Aber die Sorge um die Zukunft der Kunsthalle, für deren Leitung der international gefragte René Block berufen wurde, war nicht die einzige, die die positive documenta-Bilanz der Stadt trübte. Möglicherweise gelingt es nicht, wie seit 1982 üblich, für die Neue Galerie Werke aus der documenta anzukaufen. Zwar hat das Land Hessen 200 000 Mark bereitgestellt, gibt die aber nur, wenn die Stadt in gleicher Weise mitzieht. Die aber hatte ihren Anteil nicht etatisiert und wollte ihn nun mit Hilfe der Kasseler Sparkasse und einer außerplanmäßigen Ausgabe (je 100 000 Mark) ermöglichen. Doch der Regierungspräsident will angesichts des Defizits die außerplanmäßige Ausgabe nicht genehmigen.

Damit entfielen auch die Gelder der Sparkasse und des Landes.
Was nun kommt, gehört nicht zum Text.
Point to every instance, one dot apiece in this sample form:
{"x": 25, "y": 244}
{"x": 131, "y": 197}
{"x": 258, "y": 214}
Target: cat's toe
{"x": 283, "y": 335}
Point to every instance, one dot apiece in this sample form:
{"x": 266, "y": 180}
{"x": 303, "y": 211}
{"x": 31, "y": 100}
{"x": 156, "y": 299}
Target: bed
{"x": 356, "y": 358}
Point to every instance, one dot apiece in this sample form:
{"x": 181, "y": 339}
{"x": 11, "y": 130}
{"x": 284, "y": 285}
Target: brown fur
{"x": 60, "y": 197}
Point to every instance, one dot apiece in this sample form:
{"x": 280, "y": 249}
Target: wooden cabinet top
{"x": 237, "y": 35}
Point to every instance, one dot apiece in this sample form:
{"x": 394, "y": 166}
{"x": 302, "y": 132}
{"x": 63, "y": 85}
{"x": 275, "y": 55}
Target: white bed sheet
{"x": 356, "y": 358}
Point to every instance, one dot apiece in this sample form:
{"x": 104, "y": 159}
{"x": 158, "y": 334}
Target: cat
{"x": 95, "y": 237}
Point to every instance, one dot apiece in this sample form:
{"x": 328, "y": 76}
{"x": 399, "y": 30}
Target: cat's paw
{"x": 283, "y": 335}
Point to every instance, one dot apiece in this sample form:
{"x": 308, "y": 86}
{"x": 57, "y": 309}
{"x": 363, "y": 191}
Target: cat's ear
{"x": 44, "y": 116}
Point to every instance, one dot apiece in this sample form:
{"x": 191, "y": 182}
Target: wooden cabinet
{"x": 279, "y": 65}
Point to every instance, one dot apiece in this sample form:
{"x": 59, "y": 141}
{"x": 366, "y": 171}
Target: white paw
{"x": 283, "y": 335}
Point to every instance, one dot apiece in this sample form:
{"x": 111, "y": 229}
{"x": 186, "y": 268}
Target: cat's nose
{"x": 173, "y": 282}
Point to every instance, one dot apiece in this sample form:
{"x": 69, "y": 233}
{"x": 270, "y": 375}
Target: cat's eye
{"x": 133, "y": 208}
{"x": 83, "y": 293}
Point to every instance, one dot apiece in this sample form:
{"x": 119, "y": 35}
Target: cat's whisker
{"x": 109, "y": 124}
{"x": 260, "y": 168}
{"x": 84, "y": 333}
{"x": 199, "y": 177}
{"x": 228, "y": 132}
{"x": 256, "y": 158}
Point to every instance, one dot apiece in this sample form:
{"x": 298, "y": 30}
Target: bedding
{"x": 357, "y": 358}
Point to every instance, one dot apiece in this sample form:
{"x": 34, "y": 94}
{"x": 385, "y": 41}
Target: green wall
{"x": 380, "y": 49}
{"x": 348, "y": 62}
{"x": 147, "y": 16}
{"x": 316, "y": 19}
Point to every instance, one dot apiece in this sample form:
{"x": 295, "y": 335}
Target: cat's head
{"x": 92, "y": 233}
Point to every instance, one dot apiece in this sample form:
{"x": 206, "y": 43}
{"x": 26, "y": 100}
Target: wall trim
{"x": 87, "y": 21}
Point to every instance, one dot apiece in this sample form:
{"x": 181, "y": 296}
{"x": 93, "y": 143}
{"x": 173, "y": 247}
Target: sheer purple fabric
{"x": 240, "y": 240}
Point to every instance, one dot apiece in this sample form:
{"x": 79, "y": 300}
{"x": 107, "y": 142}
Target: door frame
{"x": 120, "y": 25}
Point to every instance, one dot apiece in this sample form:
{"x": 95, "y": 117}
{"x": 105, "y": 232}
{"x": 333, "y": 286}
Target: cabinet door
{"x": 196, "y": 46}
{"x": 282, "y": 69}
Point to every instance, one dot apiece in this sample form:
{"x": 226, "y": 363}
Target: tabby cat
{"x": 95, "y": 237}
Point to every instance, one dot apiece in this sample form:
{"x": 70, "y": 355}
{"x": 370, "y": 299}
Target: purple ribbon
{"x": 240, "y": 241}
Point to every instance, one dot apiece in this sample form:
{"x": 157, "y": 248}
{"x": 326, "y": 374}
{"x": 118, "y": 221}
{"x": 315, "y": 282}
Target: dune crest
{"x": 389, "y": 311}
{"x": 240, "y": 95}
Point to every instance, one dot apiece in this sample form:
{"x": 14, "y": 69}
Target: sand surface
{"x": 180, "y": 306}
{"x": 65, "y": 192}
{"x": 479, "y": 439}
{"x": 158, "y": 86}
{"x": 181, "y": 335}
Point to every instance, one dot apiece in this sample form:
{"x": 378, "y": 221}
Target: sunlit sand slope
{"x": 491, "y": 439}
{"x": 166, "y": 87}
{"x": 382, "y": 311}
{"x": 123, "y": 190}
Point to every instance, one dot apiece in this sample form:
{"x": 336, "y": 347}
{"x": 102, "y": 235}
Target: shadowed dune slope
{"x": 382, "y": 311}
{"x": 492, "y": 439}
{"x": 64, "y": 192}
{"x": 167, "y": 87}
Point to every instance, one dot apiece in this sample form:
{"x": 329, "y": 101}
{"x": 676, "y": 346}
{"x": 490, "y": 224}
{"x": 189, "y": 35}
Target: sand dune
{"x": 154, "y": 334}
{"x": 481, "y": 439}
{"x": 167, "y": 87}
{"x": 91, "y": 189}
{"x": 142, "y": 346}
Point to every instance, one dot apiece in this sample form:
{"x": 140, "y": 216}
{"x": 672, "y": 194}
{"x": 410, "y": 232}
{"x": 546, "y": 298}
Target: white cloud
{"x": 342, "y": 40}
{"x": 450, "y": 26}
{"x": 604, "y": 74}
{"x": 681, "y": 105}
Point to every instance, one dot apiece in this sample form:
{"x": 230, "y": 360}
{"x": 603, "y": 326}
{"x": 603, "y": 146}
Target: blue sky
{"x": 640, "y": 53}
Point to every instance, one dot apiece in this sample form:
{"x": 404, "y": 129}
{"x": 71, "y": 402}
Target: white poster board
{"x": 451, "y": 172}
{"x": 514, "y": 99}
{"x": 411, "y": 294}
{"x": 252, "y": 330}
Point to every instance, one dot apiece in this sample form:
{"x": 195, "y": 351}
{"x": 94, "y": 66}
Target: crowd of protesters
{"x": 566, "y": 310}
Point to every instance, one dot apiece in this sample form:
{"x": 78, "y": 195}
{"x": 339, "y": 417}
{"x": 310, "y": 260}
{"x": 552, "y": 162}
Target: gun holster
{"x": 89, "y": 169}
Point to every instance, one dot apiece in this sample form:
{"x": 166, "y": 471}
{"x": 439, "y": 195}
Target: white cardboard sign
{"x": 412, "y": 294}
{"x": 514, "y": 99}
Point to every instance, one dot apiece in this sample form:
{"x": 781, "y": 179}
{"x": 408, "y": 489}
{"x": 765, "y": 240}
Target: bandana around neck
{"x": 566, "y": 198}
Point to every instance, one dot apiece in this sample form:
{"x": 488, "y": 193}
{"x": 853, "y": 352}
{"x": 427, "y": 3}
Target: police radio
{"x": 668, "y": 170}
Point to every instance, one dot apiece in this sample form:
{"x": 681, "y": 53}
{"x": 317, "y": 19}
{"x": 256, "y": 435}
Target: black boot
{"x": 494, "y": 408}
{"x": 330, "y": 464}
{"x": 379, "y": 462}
Ernüchterung also auf allen Ebenen. Gleichwohl würdigte Lewandowski noch einmal den Imagegewinn, den Kassel der documenta insgesamt und der diesjährigen Ausstellung insbesondere verdanke. Er wies die Behauptung zurück, die documenta-Gäste seien im Vergleich zu früher nur selten länger als einen Tag in Kassel geblieben. Obwohl sich die Zahl der Übernachtungen seit 1994 beständig erhöht hat, rechne man für dieses Jahr mit einen Zuwachs gegenüber 1996 von rund 21 Prozent. In den documenta-Monaten Juli bis September gab es Steigerungen gegenüber den Vorjahresmonaten um 34,9 bis 64,6 Prozent. Erklärbar ist der falsche Eindruck dadurch, daß seit der vorigen documenta die Zahl der Betten im Hotelgewerbe von 3283 auf 4556 stieg.

Die documenta X rief bei großen Teilen der Fachkritik heftige Reaktionen hervor. Anders ist die Meinung der Besucher; 44,3% beurteilten die Ausstellung als hervorragend und gut; 32,7% fanden sie befriedigend und nur 23% gaben ihr die Noten vier und fünf Prof. Gerd Michael Hellstern von der Universität Gesamthochschule Kassel hat diese Ergebnis in einer repräsentativen Umfrage (4596 Besucher) ermittelt. Diese Umfrage macht vier Dinge deutlich:

Die documenta ist zu einr Institution geworden, die mitllerweile ein Stammpublikum (52,1%) hat; 76,7% wollen sicher oder vielleicht zur documenta wiederkommen.

44% beziehen ihre documetta-Informationen aus Tages- und Wochenzeitungen.

Das kulturelle Erlebnis (42%) und der Wunsch, einen Überblick (38,95) zu gewinnen, sind vorrangige Motive zum documenta-Besuch.

Die größten Besuchergruppe stellen die 20-29jährigen (28,3%) und die 30-39jährigen (24,6%).

Die documenta-Besucher haben überdurchschnittliches Bildungsniveau (49,35% mit Hochschulabschluß, 30,4% mit Abitur) und bilden überwiegend ein Fachpublikum.